Healthy EBITDA/tonne on product mix, cost optimisation
JSW Steel Vijayanagar’s steel unit is one of the low cost convertors
globally. The company does not have access to any captive operational
iron ore and coking coal mine in India. However, despite its dependency
on external sources for its key raw materials, JSW Steel was able to
report healthy EBITDA/tonne due to economies of scale, cost optimisation
and healthy realisations (due to superior product mix). The company also
has a notable presence in the value-added products category, thereby
having a large and diversified customer base with enhanced profitability.
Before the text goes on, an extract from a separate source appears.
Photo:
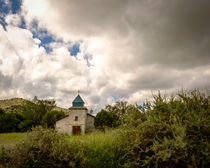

On a sustainable basis, JSW Steel clocks an EBITDA/tonne of ~| 8000-
8500/tonne, notably higher than its peers like SAIL, which clocks an
EBITDA/tonne of ~| 4000 only despite having access to captive iron ore.
Elevated debt levels remains area of concern
Post the merger with Ispat Industries, the debt level of JSW Steel has
increased significantly. On a consolidated basis, the net gearing stood at
1.56x at the end of Q2FY15 while net debt to EBITDA on a consolidated
basis stood at 3.46x.
Healthy operational performance
We expect JSW Steel to report a healthy set of numbers, going forward,
on account of cost savings on declining coking coal prices and benefits
on account of commissioning of the Dolvi pellet plant and coke oven
plant along with enhancement of margins led by value-added products as
utilisation at the CRM mill is progressively increasing. Going forward, we
also expect an improved performance from subsidiaries. We have valued
the stock at 6x FY16E EV/EBITDA and arrived at a target price of | 1250.
We have assigned a HOLD recommendation to the stock.